Page MenuHomePhabricator

UnicodeDecodeError on poetry run mkdocs --verbose build
Closed, ResolvedPublicBUG REPORT

Description

On running poetry run mkdocs --verbose build, I receive the error:

UnicodeDecodeError: 'charmap' codec can't decode byte 0x9d in position 63: character maps to <undefined>

the traceback points to with document_file.open() as f: (macros/__init__.py#45)

Implicitly setting the encoding to utf8 resolves the issue — patch on the way 🙂

diff --git a/macros/__init__.py b/macros/__init__.py
index 0c58434..d38504a 100644
--- a/macros/__init__.py
+++ b/macros/__init__.py
@@ -42,7 +42,7 @@ def define_env(env):
     # Collect all document descriptions from filesystem and associate with
     # categories
     for document_file in documents_dir.glob("**/*.yaml"):
-        with document_file.open() as f:
+        with document_file.open(encoding='utf8') as f:
             for document in yaml.safe_load_all(f):
                 doc_tree[document_file.stem] = document

Event Timeline

Change 805857 had a related patch set uploaded (by Samtar; author: Samtar):

[wikimedia/developer-portal@main] macros/__init__.py: Implicitly set encoding

https://gerrit.wikimedia.org/r/805857

bd808 changed the subtype of this task from "Task" to "Bug Report".

I cannot reproduce the UnicodeDecodeError in my local environment. I don't mean to imply that it does not happen for others, just that this makes it a bit more difficult for me to evaluate solutions. I'm wondering if setting PYTHONUTF8=1 in the environment for the container would be a more robust solution than patching one of many file reads which happen during the build? This envvar should unconditionally enforce utf-8 encoding in our python 3.7 interpreter per https://peps.python.org/pep-0540/.

Change 808969 had a related patch set uploaded (by BryanDavis; author: Bryan Davis):

[wikimedia/developer-portal@main] build: force utf-8 encoding for python

https://gerrit.wikimedia.org/r/808969

I cannot reproduce the UnicodeDecodeError in my local environment. I don't mean to imply that it does not happen for others, just that this makes it a bit more difficult for me to evaluate solutions.
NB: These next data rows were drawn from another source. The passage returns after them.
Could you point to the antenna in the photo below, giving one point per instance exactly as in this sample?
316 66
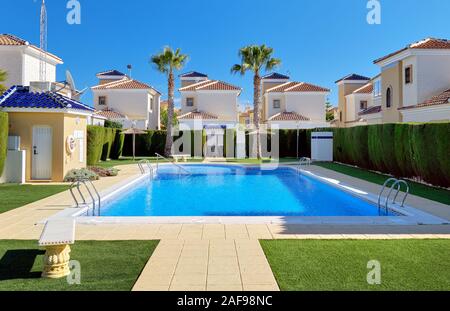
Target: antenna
129 67
43 44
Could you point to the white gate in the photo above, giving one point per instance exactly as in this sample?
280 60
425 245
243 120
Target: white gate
42 153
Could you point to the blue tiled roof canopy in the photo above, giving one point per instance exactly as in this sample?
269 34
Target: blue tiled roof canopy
193 74
21 97
111 73
353 77
276 76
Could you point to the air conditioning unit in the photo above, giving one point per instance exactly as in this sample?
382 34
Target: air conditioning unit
14 143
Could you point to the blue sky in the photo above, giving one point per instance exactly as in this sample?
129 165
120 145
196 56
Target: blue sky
318 41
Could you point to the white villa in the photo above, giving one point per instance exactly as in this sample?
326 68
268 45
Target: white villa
127 101
208 103
413 86
293 105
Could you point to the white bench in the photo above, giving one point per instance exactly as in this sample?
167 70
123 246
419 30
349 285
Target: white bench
182 157
56 237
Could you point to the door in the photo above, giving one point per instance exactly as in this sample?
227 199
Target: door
42 153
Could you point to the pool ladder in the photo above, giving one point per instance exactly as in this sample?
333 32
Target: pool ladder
395 186
303 162
143 164
91 191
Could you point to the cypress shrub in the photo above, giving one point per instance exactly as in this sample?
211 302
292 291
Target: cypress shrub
402 151
108 140
375 146
442 135
360 148
117 147
95 139
388 150
4 125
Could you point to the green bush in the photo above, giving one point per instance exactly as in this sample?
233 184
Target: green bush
375 146
81 174
108 141
402 150
95 139
3 139
117 147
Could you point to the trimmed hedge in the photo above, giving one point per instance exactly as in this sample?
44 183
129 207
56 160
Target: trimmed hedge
402 150
3 139
103 144
95 139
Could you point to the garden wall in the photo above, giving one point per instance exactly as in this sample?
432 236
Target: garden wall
3 139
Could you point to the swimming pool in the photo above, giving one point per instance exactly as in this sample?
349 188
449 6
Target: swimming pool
220 190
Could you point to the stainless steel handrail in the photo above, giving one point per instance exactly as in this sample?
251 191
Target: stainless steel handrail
396 185
158 156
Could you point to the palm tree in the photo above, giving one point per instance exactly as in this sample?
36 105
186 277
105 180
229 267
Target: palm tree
3 76
167 62
255 58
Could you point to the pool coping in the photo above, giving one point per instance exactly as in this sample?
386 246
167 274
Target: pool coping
411 215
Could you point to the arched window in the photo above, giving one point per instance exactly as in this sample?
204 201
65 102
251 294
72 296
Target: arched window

I'm wondering if setting PYTHONUTF8=1 in the environment for the container would be a more robust solution than patching one of many file reads which happen during the build? This envvar should unconditionally enforce utf-8 encoding in our python 3.7 interpreter per https://peps.python.org/pep-0540/.
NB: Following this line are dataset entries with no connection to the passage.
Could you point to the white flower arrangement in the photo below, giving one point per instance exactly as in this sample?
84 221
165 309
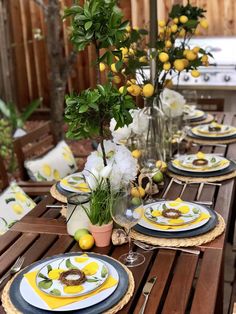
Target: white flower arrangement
172 103
120 170
137 127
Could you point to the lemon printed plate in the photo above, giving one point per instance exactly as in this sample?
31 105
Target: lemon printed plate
193 216
74 183
215 163
203 131
47 279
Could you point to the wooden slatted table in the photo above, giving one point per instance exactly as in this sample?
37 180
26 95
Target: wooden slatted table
186 283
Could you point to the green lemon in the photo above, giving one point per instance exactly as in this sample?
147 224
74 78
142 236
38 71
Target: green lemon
158 177
79 233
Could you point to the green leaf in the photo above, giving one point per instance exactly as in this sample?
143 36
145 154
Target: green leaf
69 265
45 284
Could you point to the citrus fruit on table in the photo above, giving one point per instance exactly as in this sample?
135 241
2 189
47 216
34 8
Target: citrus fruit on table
79 233
86 242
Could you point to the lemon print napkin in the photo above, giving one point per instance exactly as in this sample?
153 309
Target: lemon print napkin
54 302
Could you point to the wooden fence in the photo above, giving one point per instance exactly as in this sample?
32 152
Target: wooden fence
24 68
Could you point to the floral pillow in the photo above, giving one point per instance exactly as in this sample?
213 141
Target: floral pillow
55 165
14 204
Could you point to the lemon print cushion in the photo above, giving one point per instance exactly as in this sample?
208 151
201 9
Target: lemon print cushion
14 204
55 165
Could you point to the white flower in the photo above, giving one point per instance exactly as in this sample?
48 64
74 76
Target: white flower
121 166
172 103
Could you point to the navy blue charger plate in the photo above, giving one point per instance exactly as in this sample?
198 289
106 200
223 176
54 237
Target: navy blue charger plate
230 168
24 307
181 234
211 138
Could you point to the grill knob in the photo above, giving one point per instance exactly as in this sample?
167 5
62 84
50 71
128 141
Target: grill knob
186 78
206 77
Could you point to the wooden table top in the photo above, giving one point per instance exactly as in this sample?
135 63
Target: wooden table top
186 283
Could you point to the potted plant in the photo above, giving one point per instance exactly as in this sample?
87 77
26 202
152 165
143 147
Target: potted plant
99 23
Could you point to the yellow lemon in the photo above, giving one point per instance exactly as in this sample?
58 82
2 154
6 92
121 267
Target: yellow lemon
204 23
174 28
156 213
179 65
168 44
148 90
195 73
86 242
18 209
102 66
184 209
47 170
20 196
177 221
162 23
113 68
183 19
166 66
134 90
91 269
56 175
54 274
190 55
163 57
73 289
136 153
137 192
116 79
176 20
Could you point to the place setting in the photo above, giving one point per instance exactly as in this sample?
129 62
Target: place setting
70 282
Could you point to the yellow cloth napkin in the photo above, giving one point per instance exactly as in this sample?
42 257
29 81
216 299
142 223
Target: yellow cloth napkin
202 216
54 302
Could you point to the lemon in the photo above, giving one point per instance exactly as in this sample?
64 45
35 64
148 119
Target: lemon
18 209
73 289
148 90
56 175
20 196
113 68
102 66
162 23
54 274
116 79
179 65
183 19
86 242
47 170
137 192
168 44
90 269
176 20
195 73
136 153
163 57
204 23
174 28
166 66
190 55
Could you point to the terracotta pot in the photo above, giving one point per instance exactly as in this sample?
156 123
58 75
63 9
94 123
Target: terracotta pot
101 234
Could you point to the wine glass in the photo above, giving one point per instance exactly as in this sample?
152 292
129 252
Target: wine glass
126 212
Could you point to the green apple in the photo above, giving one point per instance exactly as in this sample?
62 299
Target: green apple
79 233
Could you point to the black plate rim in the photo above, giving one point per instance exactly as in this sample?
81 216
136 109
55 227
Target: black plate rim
182 234
19 302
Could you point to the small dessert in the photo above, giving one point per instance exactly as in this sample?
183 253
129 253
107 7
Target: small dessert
72 277
171 213
214 127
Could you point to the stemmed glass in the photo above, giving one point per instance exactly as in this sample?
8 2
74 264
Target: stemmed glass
126 212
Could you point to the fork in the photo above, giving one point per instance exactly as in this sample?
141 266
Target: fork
14 269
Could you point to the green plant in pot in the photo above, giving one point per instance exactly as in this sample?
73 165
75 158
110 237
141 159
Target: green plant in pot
109 169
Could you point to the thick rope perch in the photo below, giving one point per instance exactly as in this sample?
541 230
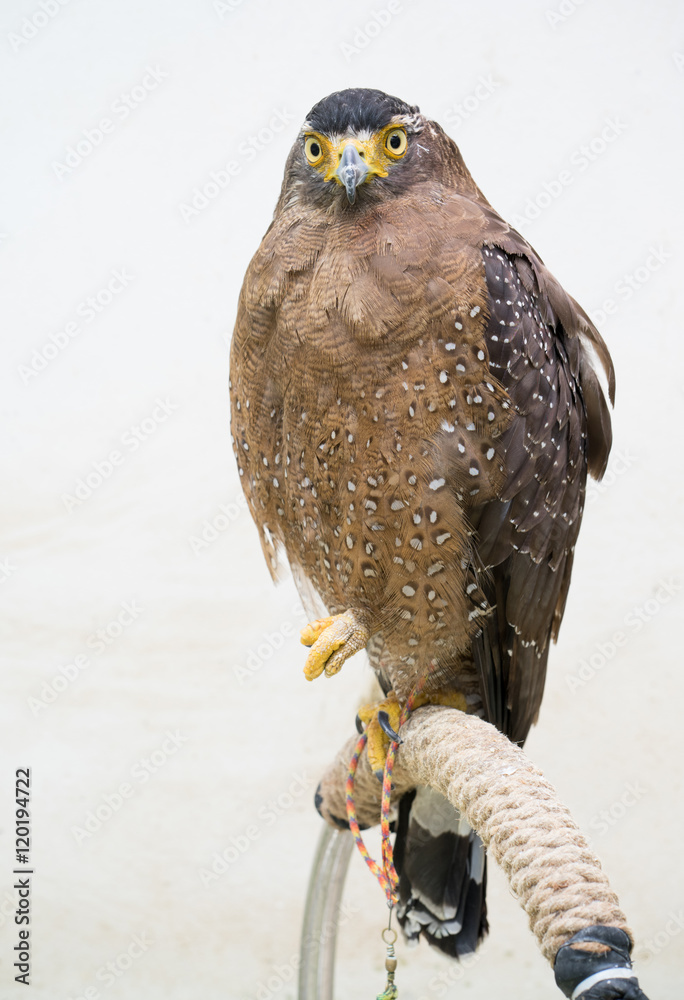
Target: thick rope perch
549 865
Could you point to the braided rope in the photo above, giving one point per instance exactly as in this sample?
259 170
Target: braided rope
508 801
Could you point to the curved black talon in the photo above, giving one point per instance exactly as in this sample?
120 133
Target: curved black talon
383 719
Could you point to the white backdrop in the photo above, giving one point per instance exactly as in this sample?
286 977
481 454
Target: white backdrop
152 674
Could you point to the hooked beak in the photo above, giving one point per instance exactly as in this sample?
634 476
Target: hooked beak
351 171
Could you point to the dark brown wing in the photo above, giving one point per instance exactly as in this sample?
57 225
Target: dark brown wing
561 427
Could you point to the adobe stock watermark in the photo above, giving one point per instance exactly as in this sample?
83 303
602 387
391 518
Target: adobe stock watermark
561 13
620 463
365 33
468 105
131 439
660 941
580 160
267 815
633 623
632 793
631 282
441 984
140 773
98 641
271 643
213 527
223 177
283 973
86 311
33 24
119 110
115 968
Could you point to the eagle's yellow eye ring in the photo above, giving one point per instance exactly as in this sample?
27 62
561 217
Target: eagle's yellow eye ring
396 142
313 150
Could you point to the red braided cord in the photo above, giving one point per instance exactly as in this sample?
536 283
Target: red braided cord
387 875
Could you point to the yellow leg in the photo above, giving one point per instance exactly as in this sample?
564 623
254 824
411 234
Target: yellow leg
333 640
378 741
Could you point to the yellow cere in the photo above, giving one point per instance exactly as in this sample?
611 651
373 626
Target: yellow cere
377 152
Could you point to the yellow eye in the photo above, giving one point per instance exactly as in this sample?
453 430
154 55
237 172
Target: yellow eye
395 142
313 150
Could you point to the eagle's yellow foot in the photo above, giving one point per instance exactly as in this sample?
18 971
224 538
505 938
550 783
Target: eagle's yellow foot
378 720
333 640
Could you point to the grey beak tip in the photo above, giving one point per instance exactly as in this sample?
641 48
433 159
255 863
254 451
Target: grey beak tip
351 171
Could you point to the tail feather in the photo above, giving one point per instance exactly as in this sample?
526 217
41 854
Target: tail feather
442 875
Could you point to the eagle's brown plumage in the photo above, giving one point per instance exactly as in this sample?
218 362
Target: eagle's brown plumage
414 410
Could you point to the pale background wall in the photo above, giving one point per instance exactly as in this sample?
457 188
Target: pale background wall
207 649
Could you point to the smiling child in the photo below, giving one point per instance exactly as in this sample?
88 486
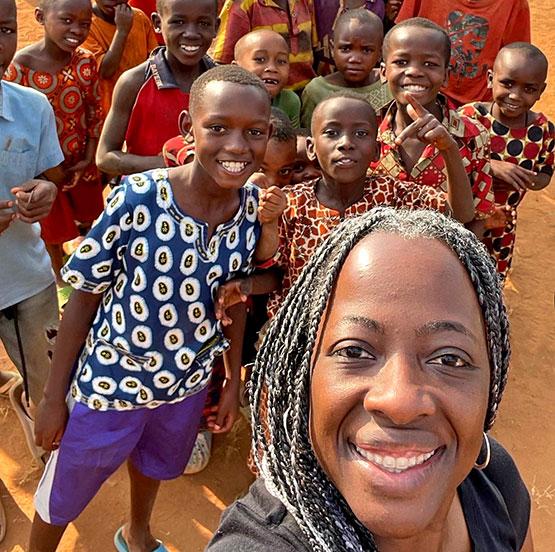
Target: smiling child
522 141
149 98
139 332
266 54
415 63
356 48
344 143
+1'd, but just noting here too that it resolves the issue 🙂

Change 805857 abandoned by BryanDavis:

[wikimedia/developer-portal@main] macros/__init__.py: Implicitly set encoding

Reason:

Obsoleted by Ida0769ab058d126d7c1934ca0b80629b0f4fcfa4

https://gerrit.wikimedia.org/r/805857

Change 808969 merged by jenkins-bot:

[wikimedia/developer-portal@main] build: force utf-8 encoding for python

https://gerrit.wikimedia.org/r/808969

Sorry to steal this from you in the end @TheresNoTime, but thank you for the bug report and the first stab at a fix.